The newly formed Institute of Automated Science has launched “Carl.” This was the first AI system to write academic research papers and passed a rigorous double-blind peer review process.
Carl’s research paper was accepted in a small paper track at the International Conference on Learning Expression (ICLR). Critically, these submissions were generated with minimal human involvement, and marked a new era for AI-driven scientific discoveries.
Meet Carl: “Automatic Research Scientist”
Carl represents advances in the role of AI as not only tools but as active participants in academic research. Called “automated research scientist,” Carl applies natural language models to accurately integrate academic work, hypotheses and cite them.
Importantly, Carl can read and understand published papers in seconds. Unlike human researchers, it works continuously, thus accelerating the research cycle and reducing experimental costs.
According to Autonomy, Carl “recognized, experimented, and executed new scientific hypotheses that designed and executed multiple academic papers that passed peer reviews at the workshop.”
This highlights the possibility that AI not only complements human research, but also outweighs speed and efficiency in many ways.
Carl is a meticulous worker, but human involvement is still essential
Curl’s ability to generate high-quality academic work is built on a three-stage process.
Formation of ideas and hypotheses: Using existing research, CARL identifies potential research directions and generates hypotheses. That deep understanding of the relevant literature allows us to develop new ideas in the field of AI. Experiment: CARL writes code, tests hypotheses, and visualizes the resulting data via detailed numbers. That tireless operation reduces iteration times and reduces redundant tasks. Presentation: Finally, Carl summarises his findings into sophisticated academic papers. Visualize your data and achieve clear and clear conclusions.
Carl’s capabilities are largely independent, but workflows require human involvement to adhere to calculation, formatting, and ethical standards.

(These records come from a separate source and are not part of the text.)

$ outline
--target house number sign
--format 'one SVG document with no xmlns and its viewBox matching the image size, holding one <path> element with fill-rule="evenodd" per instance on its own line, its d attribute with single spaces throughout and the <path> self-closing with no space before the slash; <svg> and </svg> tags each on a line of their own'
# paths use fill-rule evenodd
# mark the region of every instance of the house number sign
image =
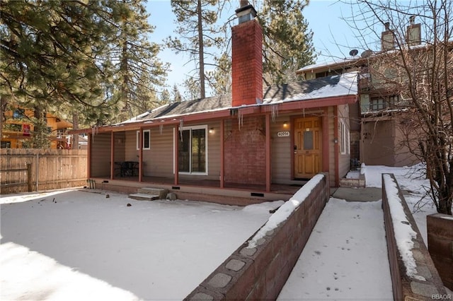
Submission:
<svg viewBox="0 0 453 301">
<path fill-rule="evenodd" d="M 277 137 L 289 137 L 289 131 L 277 131 Z"/>
</svg>

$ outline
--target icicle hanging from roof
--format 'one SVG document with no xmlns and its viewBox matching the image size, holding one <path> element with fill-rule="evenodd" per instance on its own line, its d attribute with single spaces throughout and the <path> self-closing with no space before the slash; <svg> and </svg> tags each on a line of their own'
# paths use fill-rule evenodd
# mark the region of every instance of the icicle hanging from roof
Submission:
<svg viewBox="0 0 453 301">
<path fill-rule="evenodd" d="M 238 126 L 239 127 L 239 131 L 241 131 L 241 126 L 243 125 L 243 112 L 239 108 L 238 110 Z"/>
<path fill-rule="evenodd" d="M 179 120 L 179 135 L 180 136 L 181 141 L 183 141 L 183 126 L 184 126 L 184 120 L 180 119 Z"/>
<path fill-rule="evenodd" d="M 91 128 L 91 142 L 94 141 L 94 135 L 99 131 L 99 127 L 97 125 Z"/>
</svg>

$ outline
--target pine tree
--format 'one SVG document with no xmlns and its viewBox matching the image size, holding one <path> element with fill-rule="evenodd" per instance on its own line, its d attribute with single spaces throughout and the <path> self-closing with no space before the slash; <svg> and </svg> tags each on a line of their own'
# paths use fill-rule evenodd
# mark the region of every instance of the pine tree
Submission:
<svg viewBox="0 0 453 301">
<path fill-rule="evenodd" d="M 263 79 L 267 85 L 297 80 L 295 71 L 316 54 L 302 11 L 308 0 L 264 0 L 258 20 L 263 32 Z"/>
<path fill-rule="evenodd" d="M 110 74 L 98 58 L 112 35 L 103 2 L 2 1 L 2 97 L 30 108 L 78 104 L 85 118 L 102 119 Z"/>
<path fill-rule="evenodd" d="M 147 35 L 151 34 L 154 28 L 147 21 L 149 15 L 141 0 L 112 2 L 121 7 L 117 9 L 121 15 L 117 24 L 118 35 L 113 41 L 115 44 L 112 49 L 113 61 L 117 62 L 114 66 L 119 87 L 116 97 L 121 106 L 116 121 L 121 121 L 157 105 L 148 102 L 150 107 L 142 112 L 137 110 L 144 104 L 143 98 L 147 94 L 155 92 L 156 86 L 163 85 L 168 66 L 157 57 L 159 46 L 147 40 Z"/>
<path fill-rule="evenodd" d="M 173 99 L 175 102 L 180 102 L 183 100 L 181 93 L 179 92 L 178 85 L 176 83 L 173 86 Z"/>
<path fill-rule="evenodd" d="M 171 102 L 171 97 L 170 96 L 170 92 L 167 89 L 162 90 L 160 97 L 161 102 L 162 103 L 167 103 Z"/>
<path fill-rule="evenodd" d="M 206 97 L 205 70 L 209 64 L 207 58 L 215 57 L 210 50 L 222 46 L 224 42 L 224 39 L 218 35 L 219 29 L 215 27 L 219 13 L 215 9 L 217 4 L 219 0 L 171 0 L 172 10 L 179 24 L 176 30 L 178 37 L 168 37 L 166 42 L 176 53 L 189 54 L 190 61 L 194 62 L 194 71 L 197 73 L 193 78 L 199 86 L 197 96 L 201 98 Z"/>
</svg>

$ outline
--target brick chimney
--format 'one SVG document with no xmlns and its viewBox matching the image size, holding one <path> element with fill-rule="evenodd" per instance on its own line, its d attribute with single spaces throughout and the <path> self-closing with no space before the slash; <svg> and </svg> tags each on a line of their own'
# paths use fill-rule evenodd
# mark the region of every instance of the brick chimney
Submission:
<svg viewBox="0 0 453 301">
<path fill-rule="evenodd" d="M 248 1 L 236 10 L 239 23 L 231 28 L 233 107 L 263 100 L 263 30 Z"/>
</svg>

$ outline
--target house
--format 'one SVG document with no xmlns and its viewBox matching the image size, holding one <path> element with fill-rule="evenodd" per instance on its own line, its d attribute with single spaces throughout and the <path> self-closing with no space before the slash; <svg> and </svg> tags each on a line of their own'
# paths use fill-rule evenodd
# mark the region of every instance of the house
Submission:
<svg viewBox="0 0 453 301">
<path fill-rule="evenodd" d="M 275 185 L 300 186 L 321 172 L 338 186 L 350 170 L 350 105 L 357 102 L 358 73 L 263 88 L 256 11 L 248 4 L 236 13 L 232 93 L 72 131 L 88 135 L 89 177 L 178 189 L 245 187 L 265 197 Z"/>
<path fill-rule="evenodd" d="M 21 107 L 13 107 L 6 110 L 1 122 L 1 148 L 23 148 L 27 140 L 34 134 L 34 127 L 31 118 L 34 112 L 32 110 Z M 70 136 L 67 136 L 68 129 L 72 124 L 51 113 L 46 113 L 47 131 L 50 134 L 50 148 L 71 148 Z"/>
<path fill-rule="evenodd" d="M 407 42 L 411 47 L 408 51 L 423 51 L 423 47 L 418 47 L 421 43 L 420 25 L 411 23 L 407 30 Z M 306 66 L 297 71 L 306 80 L 359 73 L 359 102 L 349 105 L 352 162 L 359 160 L 367 165 L 395 167 L 419 162 L 405 143 L 408 134 L 400 124 L 407 117 L 407 103 L 401 89 L 394 88 L 401 83 L 394 74 L 394 61 L 401 59 L 399 52 L 394 49 L 392 39 L 386 28 L 380 52 L 365 50 L 357 57 L 357 50 L 352 50 L 351 57 Z"/>
</svg>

Green Light Research Procedure: To avoid wasting computational resources, human reviewers provide a “continue” or “stop” signal at specific stages of the curl process. This guidance will lead the project to a more efficient project, but it does not affect the details of the research itself. Citations and Format: The Automated Science Team ensures that all references are correctly cited and formatted to meet academic standards. Currently, this is a manual step, but it ensures that the research is consistent with the expectations of the publishing venue. Supporting Pre-API Models: CARLs occasionally rely on new OpenAI and deep research models that lack automatic accessibility APIs. In such cases, manual interventions such as copy pasting output fill these gaps. Autoscience hopes that these tasks will be fully automated in the future when APIs become available.
In Carl’s debut paper, the human team also created a “Related Works” section, which also helped refine the language. However, these tasks were not required following any updates applied prior to subsequent submissions.
A rigorous verification process for academic integrity
Before submitting the survey, the autonomous team undertook a rigorous verification process to ensure that CARL work meets the highest standards of academic integrity.
Reproducibility: Every line of Carl’s code was reviewed and the experiment was rerun to check for reproducibility. This ensured that the findings were scientifically valid and not accidental anomalies. Originality Check: Autoscience conducted extensive and innovative reviews to ensure that CARL ideas are not versions of existing publications, but new contributions to the field. External Verification: Hackathons, involving researchers from prominent academic institutions such as MIT, Stanford University and UC Berkeley, independently examined Carl’s work. Further plagiarism and citation checks were performed to ensure compliance with academic norms.
It may not be denied, but raises a bigger question
Achieving acceptance in a respected workshop like ICLR is an important milestone, but self-science recognizes the larger conversations that this milestone can cause. Carl’s success raises larger philosophical and logistical questions about the role of AI in the academic environment.
“We believe that legitimate results should be added to the public knowledge base regardless of where they came from,” Self-Science explained. “If a research meets scientific criteria set by the academic community, what it creates should not lead to automatic disqualification.”
“However, transparent science requires proper attribution, and we believe that work purely generated by AI systems is identifiable from those produced by humans.”
Given the novelty of autonomous AI researchers like CARL, conference organizers may need time to establish new guidelines that explain this new paradigm, particularly to ensure fair assessments and intellectual attribution standards. To prevent unnecessary controversy now, Autoscience has withdrawn Carl’s paper from the ICLR workshop while these frameworks were being devised.
Advanced automatic science aims to contribute to the formation of these evolving standards. The company plans to propose a dedicated workshop at Neurips 2025 to formally respond to research submissions from the autonomous research system.
As the narratives surrounding AI-generated research unfold, it is clear that systems like CARL are not just tools, but collaborators who pursue knowledge. However, as these systems go beyond typical boundaries, the academic community must adapt to fully embrace this new paradigm, while protecting integrity, transparency and proper attribution.